The Devil has always craved young, vulnerable victims, and now, fifty years after tearing Regan MacNeil’s soul apart, he’s got his fiery eyes set on a two-fer. Sixth-grader Angela Fielding (Lidya Jewett) and her no-last-name classmate Katherine (Olivia O’Neill) are lured into the woods after school one afternoon by an unseen force and don’t turn up again until three days later (hello, Lazarus!). When they are finally found, they seem… different. As well they should; they’re in The Exorcist: Believer, after all!

Director David Gordon Green, who brought horror fans the Halloween franchise reboot, does his best to resurrect The Exorcist, which is indeed half a century old now. Only two direct sequels followed: The Heretic in 1977, and The Exorcist III in 1990. Renny Harlin and Paul Schrader each helmed Exorcist prequels in 2004 and 2005, respectively, but audiences were not feeling the Hades heat. Is now the time for end-of-times? Only time will tell. (However, The Exorcist: Deceiver is already greenlit for 2025.)
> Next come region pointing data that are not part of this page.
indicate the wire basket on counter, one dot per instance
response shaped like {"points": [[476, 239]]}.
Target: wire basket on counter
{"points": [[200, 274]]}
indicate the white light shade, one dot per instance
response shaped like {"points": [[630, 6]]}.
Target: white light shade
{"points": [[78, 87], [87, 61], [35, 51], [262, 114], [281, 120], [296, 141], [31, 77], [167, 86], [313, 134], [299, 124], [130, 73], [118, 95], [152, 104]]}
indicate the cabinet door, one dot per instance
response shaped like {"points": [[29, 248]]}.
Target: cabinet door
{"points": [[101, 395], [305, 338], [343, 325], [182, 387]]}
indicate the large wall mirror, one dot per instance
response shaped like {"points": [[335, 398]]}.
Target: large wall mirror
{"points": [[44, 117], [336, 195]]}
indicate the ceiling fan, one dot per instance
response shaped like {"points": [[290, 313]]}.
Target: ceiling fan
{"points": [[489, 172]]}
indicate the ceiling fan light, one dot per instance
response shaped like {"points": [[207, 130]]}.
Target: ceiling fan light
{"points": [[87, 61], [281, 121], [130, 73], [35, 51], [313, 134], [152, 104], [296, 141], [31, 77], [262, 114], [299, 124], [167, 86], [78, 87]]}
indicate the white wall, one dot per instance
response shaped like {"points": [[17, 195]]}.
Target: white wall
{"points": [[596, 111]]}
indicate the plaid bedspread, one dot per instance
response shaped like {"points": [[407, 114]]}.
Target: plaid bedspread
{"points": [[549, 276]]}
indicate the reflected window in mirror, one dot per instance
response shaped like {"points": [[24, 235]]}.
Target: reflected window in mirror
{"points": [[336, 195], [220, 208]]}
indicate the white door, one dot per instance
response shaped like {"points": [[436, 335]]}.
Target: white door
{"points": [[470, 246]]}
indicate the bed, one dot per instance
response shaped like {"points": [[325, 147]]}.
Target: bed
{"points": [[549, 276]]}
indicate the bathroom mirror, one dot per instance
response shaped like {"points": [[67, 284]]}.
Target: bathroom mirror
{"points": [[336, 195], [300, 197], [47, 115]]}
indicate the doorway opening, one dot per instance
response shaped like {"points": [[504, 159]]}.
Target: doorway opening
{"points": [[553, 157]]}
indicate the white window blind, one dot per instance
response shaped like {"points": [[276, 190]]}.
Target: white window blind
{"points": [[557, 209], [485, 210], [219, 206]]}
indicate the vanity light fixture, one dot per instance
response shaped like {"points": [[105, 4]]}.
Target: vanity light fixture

In the plus column, The Exorcist: Believer is not a remake. It does call back to the 1973 original with a cameo from Ellen Burstyn, who played Regan’s mom, Chris MacNeil. She’s now quite elderly, estranged from her daughter, and the author of a book on their battle with the ultimate evil. Angela’s single dad, Victor Fielding (Leslie Odom, Jr.), is the one who seeks out her expert advice, while Katherine’s more pious parents try to “pray away” the possession.

In the minus column, there’s a long backstory on the childbirth-related demise of Angela’s mom. The opening sequence shows how she was caught in an earthquake in Haiti, which affected her pregnancy and ultimately killed her—there’s nothing very scary here… no voodoo or Satanic shenanigans at work. What’s more, the cast is legion; having so many characters on camera definitely dilutes the fear-focus. We’ve got two possessed tweens, their families, doctors, detectives, Chris MacNeil, the clergy, spiritual cleansers, concerned neighbors, and more. The script is also rather heavy-handed in its desire to be politically correct, even going so far as to retroactively blame “the patriarchy” as to why Regan’s mom didn’t witness the exorcism back in 1973. What’s more, she is relegated to a hospital bed for most of the movie (much like the director did with Jamie Lee Curtis in Halloween Kills in 2021).
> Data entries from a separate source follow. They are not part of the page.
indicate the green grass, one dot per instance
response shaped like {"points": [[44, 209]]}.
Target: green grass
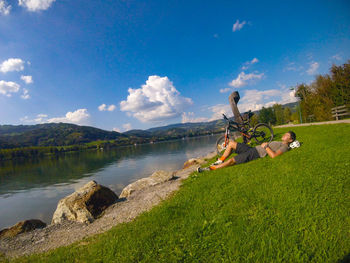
{"points": [[294, 208]]}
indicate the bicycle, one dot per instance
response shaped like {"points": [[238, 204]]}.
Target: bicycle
{"points": [[261, 132]]}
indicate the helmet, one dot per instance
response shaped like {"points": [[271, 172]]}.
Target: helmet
{"points": [[294, 144]]}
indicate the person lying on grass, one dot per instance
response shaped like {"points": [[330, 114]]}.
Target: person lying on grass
{"points": [[246, 153]]}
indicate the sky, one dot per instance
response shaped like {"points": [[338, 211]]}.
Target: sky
{"points": [[121, 65]]}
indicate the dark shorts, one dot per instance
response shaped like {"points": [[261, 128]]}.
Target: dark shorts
{"points": [[245, 153]]}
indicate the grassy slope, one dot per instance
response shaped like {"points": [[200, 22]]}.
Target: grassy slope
{"points": [[294, 208]]}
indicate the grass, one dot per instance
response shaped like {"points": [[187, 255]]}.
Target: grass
{"points": [[294, 208]]}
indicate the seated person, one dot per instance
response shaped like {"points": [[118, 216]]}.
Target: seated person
{"points": [[246, 153]]}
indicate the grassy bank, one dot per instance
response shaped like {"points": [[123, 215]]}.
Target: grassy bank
{"points": [[294, 208]]}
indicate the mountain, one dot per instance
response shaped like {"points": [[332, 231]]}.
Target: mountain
{"points": [[62, 134], [52, 134]]}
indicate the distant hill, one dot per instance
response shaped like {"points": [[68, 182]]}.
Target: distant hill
{"points": [[51, 134], [64, 134]]}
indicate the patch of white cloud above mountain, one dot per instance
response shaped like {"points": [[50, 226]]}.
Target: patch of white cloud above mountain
{"points": [[313, 68], [238, 26], [35, 5], [8, 87], [12, 64], [27, 79], [4, 8], [25, 94], [104, 107], [80, 116], [242, 80], [157, 100]]}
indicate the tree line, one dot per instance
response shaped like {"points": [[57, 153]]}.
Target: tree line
{"points": [[316, 100]]}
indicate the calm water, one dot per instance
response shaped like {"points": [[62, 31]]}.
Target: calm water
{"points": [[32, 189]]}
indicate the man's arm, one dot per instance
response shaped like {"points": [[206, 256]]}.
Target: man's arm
{"points": [[271, 153]]}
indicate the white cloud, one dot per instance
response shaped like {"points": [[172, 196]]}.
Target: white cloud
{"points": [[12, 64], [156, 100], [218, 110], [8, 87], [293, 67], [80, 116], [27, 79], [238, 26], [242, 80], [313, 68], [40, 118], [254, 60], [111, 107], [103, 107], [337, 57], [248, 63], [127, 126], [25, 94], [256, 99], [189, 117], [4, 8], [35, 5]]}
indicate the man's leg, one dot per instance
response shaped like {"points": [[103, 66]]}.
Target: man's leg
{"points": [[229, 162], [232, 145]]}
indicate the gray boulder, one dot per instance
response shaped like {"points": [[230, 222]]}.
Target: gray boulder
{"points": [[85, 204], [156, 178], [21, 227]]}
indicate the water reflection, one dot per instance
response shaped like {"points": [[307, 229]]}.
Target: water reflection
{"points": [[32, 188]]}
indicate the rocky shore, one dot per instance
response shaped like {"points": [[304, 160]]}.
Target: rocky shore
{"points": [[135, 199]]}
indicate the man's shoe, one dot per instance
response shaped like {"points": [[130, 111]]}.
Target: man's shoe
{"points": [[218, 162], [204, 169]]}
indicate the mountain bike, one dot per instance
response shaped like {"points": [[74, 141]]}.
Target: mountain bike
{"points": [[261, 132]]}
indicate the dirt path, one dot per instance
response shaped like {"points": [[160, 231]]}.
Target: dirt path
{"points": [[54, 236]]}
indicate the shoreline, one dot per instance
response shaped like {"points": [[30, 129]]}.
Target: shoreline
{"points": [[124, 210]]}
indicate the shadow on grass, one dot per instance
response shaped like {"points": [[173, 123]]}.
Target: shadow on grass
{"points": [[345, 259]]}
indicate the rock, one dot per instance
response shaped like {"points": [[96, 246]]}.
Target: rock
{"points": [[21, 227], [85, 204], [156, 178], [193, 161]]}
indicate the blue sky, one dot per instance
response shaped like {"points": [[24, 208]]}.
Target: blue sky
{"points": [[139, 64]]}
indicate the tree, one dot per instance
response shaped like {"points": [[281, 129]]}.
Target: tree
{"points": [[326, 92], [266, 115], [287, 114], [278, 111]]}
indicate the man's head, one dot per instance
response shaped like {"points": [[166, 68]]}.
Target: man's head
{"points": [[289, 137]]}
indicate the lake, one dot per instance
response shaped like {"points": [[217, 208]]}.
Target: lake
{"points": [[31, 189]]}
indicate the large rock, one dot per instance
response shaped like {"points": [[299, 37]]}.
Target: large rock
{"points": [[21, 227], [156, 178], [193, 161], [85, 204]]}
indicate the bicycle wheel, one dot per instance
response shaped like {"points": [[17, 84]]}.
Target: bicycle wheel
{"points": [[220, 144], [262, 133]]}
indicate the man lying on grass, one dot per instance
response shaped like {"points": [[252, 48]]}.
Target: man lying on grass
{"points": [[246, 153]]}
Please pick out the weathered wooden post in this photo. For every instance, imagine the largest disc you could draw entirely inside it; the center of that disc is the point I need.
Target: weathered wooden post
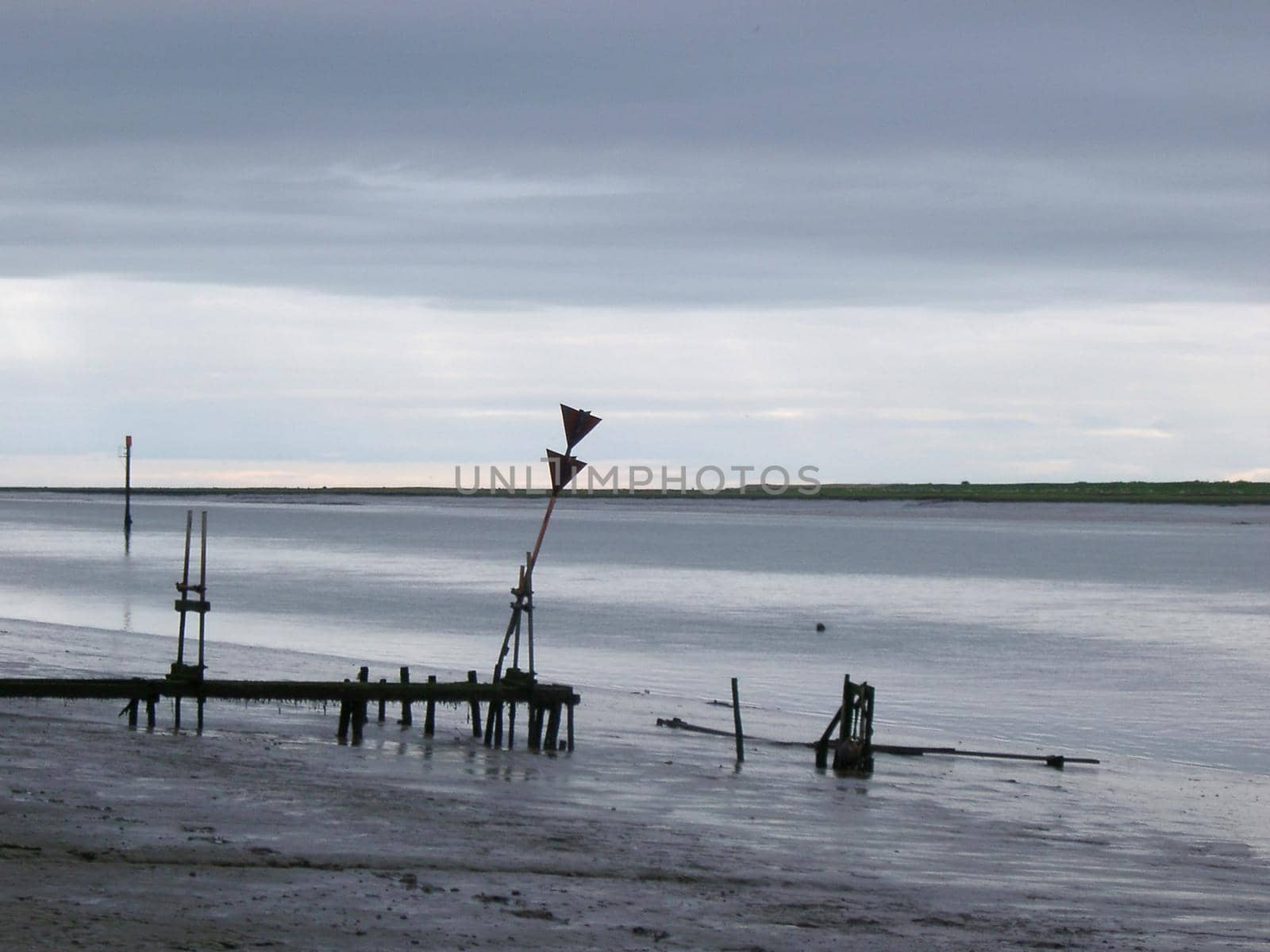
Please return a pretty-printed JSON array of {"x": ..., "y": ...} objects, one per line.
[
  {"x": 563, "y": 467},
  {"x": 429, "y": 719},
  {"x": 346, "y": 716},
  {"x": 406, "y": 719},
  {"x": 535, "y": 725},
  {"x": 552, "y": 739},
  {"x": 127, "y": 486},
  {"x": 475, "y": 706}
]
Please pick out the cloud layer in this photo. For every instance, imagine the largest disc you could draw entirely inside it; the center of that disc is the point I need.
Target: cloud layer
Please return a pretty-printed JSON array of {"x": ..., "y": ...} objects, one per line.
[{"x": 902, "y": 241}]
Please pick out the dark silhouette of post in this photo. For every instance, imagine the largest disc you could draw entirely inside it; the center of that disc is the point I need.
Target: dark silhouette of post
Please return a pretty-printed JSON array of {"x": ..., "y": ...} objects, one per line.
[
  {"x": 127, "y": 484},
  {"x": 563, "y": 467}
]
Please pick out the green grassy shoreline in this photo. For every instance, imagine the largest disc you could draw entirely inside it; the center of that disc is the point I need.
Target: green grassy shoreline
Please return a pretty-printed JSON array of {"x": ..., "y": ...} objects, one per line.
[{"x": 1195, "y": 493}]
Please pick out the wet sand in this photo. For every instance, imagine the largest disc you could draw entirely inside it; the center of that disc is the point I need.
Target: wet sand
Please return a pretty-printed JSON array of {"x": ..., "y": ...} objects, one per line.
[{"x": 266, "y": 835}]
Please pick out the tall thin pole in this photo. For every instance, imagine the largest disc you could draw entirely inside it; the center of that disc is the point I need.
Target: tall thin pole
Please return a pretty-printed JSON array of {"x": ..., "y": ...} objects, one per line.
[
  {"x": 202, "y": 593},
  {"x": 184, "y": 589},
  {"x": 127, "y": 482}
]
When it comes to cringe moments (the good kind), there are a few. Angela and Katherine both have blistery skin conditions, milky eyes, and their fingernails and toenails fall off, leaving tendrils of sticky goo. They speak in demonic tongues, there’s a blasphemous moment in church involving self-gratification, and they move with preternatural speed. As for callbacks to the original—necks twist, and there’s projectile vomit (but it isn’t of the green pea soup variety). The most affecting scene, for me anyway, takes place shortly after the girls were found following their three-day disappearance and are being examined in the hospital.
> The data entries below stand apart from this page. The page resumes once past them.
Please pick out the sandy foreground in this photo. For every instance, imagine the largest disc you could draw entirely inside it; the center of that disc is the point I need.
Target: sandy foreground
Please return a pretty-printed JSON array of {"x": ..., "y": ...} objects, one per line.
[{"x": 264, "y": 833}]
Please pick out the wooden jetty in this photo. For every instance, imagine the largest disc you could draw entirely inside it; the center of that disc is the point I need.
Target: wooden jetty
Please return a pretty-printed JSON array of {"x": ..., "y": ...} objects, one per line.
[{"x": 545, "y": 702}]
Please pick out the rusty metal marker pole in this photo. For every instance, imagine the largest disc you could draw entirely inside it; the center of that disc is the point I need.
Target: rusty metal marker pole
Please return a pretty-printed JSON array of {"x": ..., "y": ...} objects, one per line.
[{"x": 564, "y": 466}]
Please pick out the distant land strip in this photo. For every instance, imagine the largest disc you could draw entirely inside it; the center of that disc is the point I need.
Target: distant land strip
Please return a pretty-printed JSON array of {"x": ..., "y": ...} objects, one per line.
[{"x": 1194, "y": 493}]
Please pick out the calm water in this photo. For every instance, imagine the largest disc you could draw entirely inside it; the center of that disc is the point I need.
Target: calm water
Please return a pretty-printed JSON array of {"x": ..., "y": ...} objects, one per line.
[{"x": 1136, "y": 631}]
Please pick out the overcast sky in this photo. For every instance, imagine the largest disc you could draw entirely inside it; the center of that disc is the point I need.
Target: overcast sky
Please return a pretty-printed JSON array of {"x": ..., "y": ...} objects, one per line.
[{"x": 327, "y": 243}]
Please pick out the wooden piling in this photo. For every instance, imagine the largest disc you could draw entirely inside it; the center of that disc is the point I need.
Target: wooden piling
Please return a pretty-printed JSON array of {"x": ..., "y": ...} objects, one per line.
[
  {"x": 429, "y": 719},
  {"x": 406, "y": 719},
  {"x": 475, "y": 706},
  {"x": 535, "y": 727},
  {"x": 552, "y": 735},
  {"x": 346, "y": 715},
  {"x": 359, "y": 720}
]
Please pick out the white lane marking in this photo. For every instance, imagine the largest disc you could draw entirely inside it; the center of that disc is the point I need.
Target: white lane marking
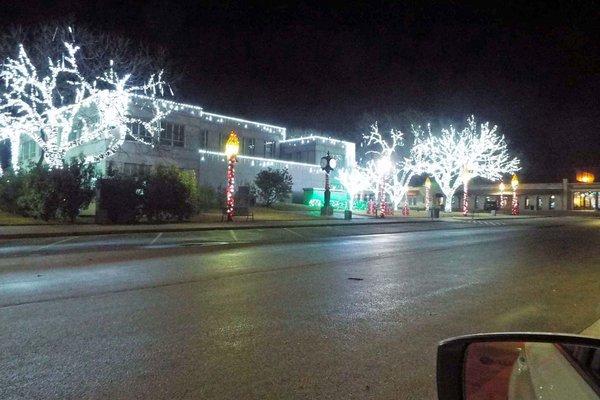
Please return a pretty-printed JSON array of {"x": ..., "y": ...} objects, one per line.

The Exorcist: Believer will probably appeal more to spooky-season moviegoers who haven’t seen, or don’t have reverence for, the 1973 original. The flick does have its share of eerie moments and gore, but it’s always a thankless job to try to recreate the magic, shock, and awe of a classic film (even when it’s not a remake). After all, The Exorcist shattered box office records and earned 10 Academy Award® nominations, becoming the first horror movie ever nominated for Best Picture. I can predict with confidence that that’s not going to happen with The Exorcist: Believer, but it’s worth a look on the big screen.